In workout wear (and even with denim pants), synthetic materials like polyester and elastane are crucial elements to help designers bring together comfort, fit and fashion. Newer fabrics are also longer-lasting, easy to clean, and don’t wrinkle easily. And polyester can wick sweat away from your skin, keeping you feeling moisture-free during intensive workouts.
But as anyone who has invested in expensive new-fangled workout gear can attest, synthetic fabrics can smell a lot worse after exercising than cotton clothing. A new study by researchers at the University of Ghent confirms that observation.
Researchers had (pdf, sign-in required) 26 healthy people (13 men and 13 women) wear 100% polyester t-shirts while doing an intensive bicycle spinning class for an hour. They then collected and incubated the shirts for 28 hours to let the bacteria on the shirts grow and, then had a trained odor panel assess their smell. They also did this with 100% cotton shirts and mixed-material shirts, for comparison.
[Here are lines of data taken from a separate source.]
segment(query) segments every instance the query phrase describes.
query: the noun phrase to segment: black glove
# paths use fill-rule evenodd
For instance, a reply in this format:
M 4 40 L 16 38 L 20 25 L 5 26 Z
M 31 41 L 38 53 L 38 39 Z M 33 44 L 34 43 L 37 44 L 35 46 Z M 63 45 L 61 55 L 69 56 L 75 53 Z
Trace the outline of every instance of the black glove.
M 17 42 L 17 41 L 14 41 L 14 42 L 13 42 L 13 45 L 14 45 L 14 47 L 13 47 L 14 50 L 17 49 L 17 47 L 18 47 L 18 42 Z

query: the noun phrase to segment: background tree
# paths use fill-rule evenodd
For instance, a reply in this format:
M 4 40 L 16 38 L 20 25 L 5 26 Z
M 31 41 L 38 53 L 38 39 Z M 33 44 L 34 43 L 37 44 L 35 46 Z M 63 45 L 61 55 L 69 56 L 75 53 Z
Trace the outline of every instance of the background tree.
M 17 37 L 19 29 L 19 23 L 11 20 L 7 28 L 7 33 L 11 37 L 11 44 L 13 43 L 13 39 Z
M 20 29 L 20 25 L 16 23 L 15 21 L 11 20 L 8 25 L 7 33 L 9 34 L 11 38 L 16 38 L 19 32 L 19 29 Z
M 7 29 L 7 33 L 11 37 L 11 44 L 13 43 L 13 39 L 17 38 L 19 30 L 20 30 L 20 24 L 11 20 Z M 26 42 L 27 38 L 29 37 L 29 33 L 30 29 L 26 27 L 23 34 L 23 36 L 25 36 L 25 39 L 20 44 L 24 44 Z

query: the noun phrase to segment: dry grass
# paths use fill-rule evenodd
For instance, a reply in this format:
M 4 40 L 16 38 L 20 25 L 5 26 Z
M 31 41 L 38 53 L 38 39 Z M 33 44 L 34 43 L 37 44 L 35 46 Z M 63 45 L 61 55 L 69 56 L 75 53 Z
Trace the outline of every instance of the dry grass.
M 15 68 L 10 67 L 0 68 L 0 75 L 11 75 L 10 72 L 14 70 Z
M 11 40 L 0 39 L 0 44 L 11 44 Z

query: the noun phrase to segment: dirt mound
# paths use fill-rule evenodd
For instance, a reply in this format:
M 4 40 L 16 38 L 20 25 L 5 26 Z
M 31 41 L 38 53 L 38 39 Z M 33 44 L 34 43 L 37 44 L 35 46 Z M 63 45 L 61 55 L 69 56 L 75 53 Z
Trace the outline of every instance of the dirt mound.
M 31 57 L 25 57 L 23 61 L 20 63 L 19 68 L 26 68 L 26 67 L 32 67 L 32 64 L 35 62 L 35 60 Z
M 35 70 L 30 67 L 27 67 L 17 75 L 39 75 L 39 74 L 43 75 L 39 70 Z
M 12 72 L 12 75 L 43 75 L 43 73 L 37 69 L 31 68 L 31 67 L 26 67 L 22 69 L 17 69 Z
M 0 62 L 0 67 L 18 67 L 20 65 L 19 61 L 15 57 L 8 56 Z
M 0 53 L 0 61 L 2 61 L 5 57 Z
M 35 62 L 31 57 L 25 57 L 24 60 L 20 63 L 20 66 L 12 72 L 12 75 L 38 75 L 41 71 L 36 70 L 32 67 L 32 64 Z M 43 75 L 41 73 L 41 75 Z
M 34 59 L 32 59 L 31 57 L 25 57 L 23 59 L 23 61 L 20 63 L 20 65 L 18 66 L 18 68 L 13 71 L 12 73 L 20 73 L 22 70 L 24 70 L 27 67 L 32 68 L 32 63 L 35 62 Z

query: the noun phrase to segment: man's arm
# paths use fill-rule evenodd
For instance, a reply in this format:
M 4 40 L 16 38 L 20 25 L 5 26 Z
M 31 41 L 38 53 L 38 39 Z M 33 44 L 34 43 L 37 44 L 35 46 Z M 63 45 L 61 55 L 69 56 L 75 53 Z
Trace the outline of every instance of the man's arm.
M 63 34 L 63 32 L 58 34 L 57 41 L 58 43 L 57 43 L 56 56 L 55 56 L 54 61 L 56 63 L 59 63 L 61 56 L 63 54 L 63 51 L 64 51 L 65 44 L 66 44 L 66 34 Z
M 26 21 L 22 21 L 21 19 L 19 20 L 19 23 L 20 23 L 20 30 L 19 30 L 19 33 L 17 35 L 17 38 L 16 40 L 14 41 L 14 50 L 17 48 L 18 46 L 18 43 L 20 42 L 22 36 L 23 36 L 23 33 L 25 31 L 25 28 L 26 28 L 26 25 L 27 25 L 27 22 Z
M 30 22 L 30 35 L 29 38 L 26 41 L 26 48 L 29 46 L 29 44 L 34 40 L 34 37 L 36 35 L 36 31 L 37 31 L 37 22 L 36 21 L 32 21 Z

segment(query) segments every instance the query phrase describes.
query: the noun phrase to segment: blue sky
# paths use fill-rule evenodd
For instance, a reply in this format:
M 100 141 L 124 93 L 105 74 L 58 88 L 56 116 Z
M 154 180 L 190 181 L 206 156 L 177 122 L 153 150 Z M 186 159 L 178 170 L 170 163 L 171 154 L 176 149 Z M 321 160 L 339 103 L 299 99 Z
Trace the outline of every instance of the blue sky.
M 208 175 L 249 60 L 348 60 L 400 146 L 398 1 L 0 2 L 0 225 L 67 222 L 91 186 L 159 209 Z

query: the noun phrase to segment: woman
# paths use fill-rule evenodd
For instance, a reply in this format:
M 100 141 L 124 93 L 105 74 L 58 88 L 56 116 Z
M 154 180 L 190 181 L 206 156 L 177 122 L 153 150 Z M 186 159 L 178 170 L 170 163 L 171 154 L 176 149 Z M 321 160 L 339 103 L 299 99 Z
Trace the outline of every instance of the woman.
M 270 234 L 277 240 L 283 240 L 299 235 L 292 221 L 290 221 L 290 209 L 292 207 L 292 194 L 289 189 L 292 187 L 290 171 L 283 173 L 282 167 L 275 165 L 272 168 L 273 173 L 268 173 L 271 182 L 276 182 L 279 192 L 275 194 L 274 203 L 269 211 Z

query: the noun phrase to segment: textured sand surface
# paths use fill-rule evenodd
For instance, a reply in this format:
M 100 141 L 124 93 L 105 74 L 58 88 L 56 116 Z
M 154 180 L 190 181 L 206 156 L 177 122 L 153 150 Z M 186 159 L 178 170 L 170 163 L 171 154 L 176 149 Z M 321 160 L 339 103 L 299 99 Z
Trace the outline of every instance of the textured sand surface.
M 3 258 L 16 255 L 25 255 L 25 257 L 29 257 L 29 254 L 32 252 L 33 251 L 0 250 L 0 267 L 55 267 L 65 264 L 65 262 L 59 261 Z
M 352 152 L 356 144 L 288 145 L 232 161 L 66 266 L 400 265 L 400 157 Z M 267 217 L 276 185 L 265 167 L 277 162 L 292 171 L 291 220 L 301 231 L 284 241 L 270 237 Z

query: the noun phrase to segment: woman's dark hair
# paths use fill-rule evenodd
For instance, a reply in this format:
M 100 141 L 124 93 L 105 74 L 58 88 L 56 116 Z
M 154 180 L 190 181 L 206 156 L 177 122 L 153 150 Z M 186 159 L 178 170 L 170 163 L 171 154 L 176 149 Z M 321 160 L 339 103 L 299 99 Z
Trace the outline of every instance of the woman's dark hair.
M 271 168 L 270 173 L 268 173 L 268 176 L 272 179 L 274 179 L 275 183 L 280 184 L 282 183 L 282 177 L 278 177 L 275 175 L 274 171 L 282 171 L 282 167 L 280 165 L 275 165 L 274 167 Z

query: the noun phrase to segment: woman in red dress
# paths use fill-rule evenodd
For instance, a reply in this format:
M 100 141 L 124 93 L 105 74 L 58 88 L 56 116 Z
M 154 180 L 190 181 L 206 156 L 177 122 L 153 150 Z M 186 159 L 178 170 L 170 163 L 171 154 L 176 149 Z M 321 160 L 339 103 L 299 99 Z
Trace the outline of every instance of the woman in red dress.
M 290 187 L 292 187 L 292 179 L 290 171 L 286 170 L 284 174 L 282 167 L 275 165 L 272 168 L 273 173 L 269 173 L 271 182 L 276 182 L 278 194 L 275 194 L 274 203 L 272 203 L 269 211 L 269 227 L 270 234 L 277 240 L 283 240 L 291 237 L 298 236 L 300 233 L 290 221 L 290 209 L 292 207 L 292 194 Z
The panelists concluded that, compared to cotton shirts, polyester clothing smelled “significantly less pleasant, and additionally, more intense, more musty, more ammonia, more strong, more sweaty and more sour.”
From a bacterial analysis standpoint, DNA extracted from the t-shirt samples—and participants’ armpit areas—showed that microcci, which typically causes malodor, were predominantly found on synthetic fabrics. Some were also found on mixed synthetic textile clothes (such as part-cotton, part-elastane clothing) as well. But microcci wasn’t able to grow on cotton textiles.
So if dousing yourself in underarm deodorant while you work out in style isn’t cutting it, try switching to plain old cotton.